Check your local water restrictions to make sure you can water your garden.
- Water early in the morning or late in the evening as less water evaporates at these times.
- Encourage your plants to put down deep roots by giving them the occasional deep soaking rather than a frequent light watering. This will also help them to survive better during dry times.
- Use a hose with a trigger nozzle (in most states this is a water restrictions requirement) and water the roots of your plants instead of the leaves. Water gradually so that the water has time to soak in. Flooding one spot at a time can cause run-off and make your soil water resistant.
- You can also get more water to your plants by weeding your garden and providing mulch. Weeds take water away from other plants.
Automatic watering systems
Automatic watering systems that are poorly designed and inefficient may use more water than hand-held hoses and sprinklers. Automatic systems set to turn on regardless of weather conditions and soil moisture content will waste water. Systems not adjusted to seasonal needs may deliver water too fast, resulting in run-off, or supply more water than plants require.
- Ensure your automatic watering system is set up correctly by following the instructions, doing some research or contacting your local garden irrigation expert.
- Check your automatic watering system regularly to make sure that it's watering the right plants. Plants might have grown or died since the system was put in and the water might not be getting to where it's needed. Also regularly check for leaks, holes in the piping and that none of the dripper or sprinkler heads have come off.

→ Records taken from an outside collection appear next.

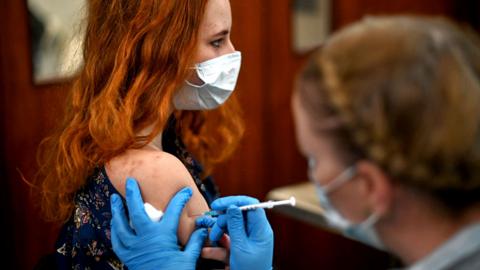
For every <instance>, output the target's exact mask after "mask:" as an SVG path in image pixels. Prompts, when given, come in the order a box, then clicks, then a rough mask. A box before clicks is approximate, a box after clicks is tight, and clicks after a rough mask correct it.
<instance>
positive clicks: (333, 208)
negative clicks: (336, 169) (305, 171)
mask: <svg viewBox="0 0 480 270" xmlns="http://www.w3.org/2000/svg"><path fill="white" fill-rule="evenodd" d="M314 166H315V162H314V160H312V159H311V160H309V167H310V171H313V168H314ZM354 175H355V168H354V167H349V168H347V169H346V170H345V171H343V172H342V173H341V174H340V175H339V176H338V177H336V178H335V179H334V180H333V181H331V182H330V183H329V184H327V185H325V186H320V184H318V182H317V181H314V180H313V179H312V181H313V183H315V186H316V190H317V196H318V199H319V200H320V205H321V206H322V208H323V209H324V212H323V215H324V217H325V219H326V220H327V222H328V224H329V225H330V226H331V227H332V228H335V229H338V230H340V231H341V232H342V233H343V234H344V235H345V236H347V237H349V238H352V239H354V240H357V241H359V242H362V243H364V244H366V245H369V246H372V247H375V248H377V249H380V250H385V246H384V245H383V243H382V242H381V240H380V238H379V237H378V235H377V233H376V231H375V228H374V225H375V223H376V222H377V221H378V219H379V218H380V217H379V215H378V214H376V213H373V214H371V215H370V216H369V217H368V218H367V219H366V220H365V221H363V222H361V223H359V224H353V223H351V222H350V221H348V220H347V219H345V218H344V217H343V216H342V215H341V214H340V212H338V211H337V210H336V209H335V207H334V206H333V205H332V203H331V202H330V199H329V198H328V196H327V194H328V193H329V192H331V191H333V190H335V189H337V188H338V187H340V186H341V185H343V184H344V183H346V182H347V181H350V180H351V179H352V178H353V176H354ZM310 178H313V177H312V176H311V175H310Z"/></svg>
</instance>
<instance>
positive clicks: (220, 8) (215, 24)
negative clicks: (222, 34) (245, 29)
mask: <svg viewBox="0 0 480 270" xmlns="http://www.w3.org/2000/svg"><path fill="white" fill-rule="evenodd" d="M231 26H232V12H231V9H230V1H229V0H208V2H207V6H206V7H205V14H204V16H203V20H202V23H201V26H200V27H201V29H202V31H201V32H202V33H203V34H207V35H208V34H217V33H218V32H220V31H223V30H230V28H231Z"/></svg>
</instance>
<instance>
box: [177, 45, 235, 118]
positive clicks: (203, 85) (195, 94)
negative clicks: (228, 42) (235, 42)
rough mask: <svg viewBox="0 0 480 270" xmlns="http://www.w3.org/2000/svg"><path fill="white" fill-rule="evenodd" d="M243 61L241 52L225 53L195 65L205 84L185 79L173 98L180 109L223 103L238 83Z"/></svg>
mask: <svg viewBox="0 0 480 270" xmlns="http://www.w3.org/2000/svg"><path fill="white" fill-rule="evenodd" d="M241 62H242V55H241V53H240V52H234V53H230V54H225V55H222V56H220V57H217V58H213V59H210V60H208V61H205V62H202V63H199V64H196V65H195V70H196V72H197V75H198V77H199V78H200V79H201V80H202V81H203V82H204V84H203V85H194V84H192V83H190V82H189V81H185V85H184V86H183V87H182V88H181V89H180V90H179V91H178V92H177V93H176V95H175V97H174V98H173V104H174V105H175V108H177V109H179V110H211V109H215V108H217V107H218V106H220V105H222V104H223V103H224V102H225V101H226V100H227V99H228V98H229V97H230V95H231V94H232V92H233V90H234V89H235V85H236V84H237V78H238V74H239V72H240V66H241Z"/></svg>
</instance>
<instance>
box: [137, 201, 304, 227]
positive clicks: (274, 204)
mask: <svg viewBox="0 0 480 270" xmlns="http://www.w3.org/2000/svg"><path fill="white" fill-rule="evenodd" d="M295 204H296V200H295V197H293V196H292V197H290V199H288V200H281V201H267V202H261V203H255V204H249V205H244V206H240V207H239V208H240V210H242V211H247V210H255V209H258V208H266V209H270V208H273V207H276V206H280V205H291V206H295ZM144 206H145V211H146V212H147V214H148V216H149V217H150V219H151V220H152V221H159V220H160V218H161V217H162V216H163V212H162V211H160V210H157V209H155V207H153V206H152V205H151V204H149V203H145V204H144ZM224 213H225V210H223V211H222V210H210V211H206V212H203V213H200V214H194V215H190V217H196V216H212V217H217V216H219V215H222V214H224Z"/></svg>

- Drip irrigation is the most efficient automatic watering system as water gets right to the roots and less water is lost to evaporation and wind.
- Adjust the timing and frequency of watering for the season. You might not need to water at all if there has been recent rain or your plants are all dormant in winter.
- Soil moisture sensors can be an excellent addition to your automatic watering system. The sensors switch off the system when it rains and adjust the watering time according to what your soil needs.
- If you are fertilising your plants, try to use organic liquid fertilisers or compost instead of dry fertilisers.
- Add water-saving crystals to your soil when you plant new plants. They hold hundreds of times their weight in water, so use a big bucket and a small amount of crystals the first time you mix them with water.
- Soil wetting agents can help water to penetrate the soil more deeply.
- Talk to your local nursery or other gardeners about how else you can help your soil and plants.
- Use a broom to clean the outside of your house, your paths and your driveways instead of the hose.
- When your dog needs a wash, do it on the lawn and choose a different spot for the rinse.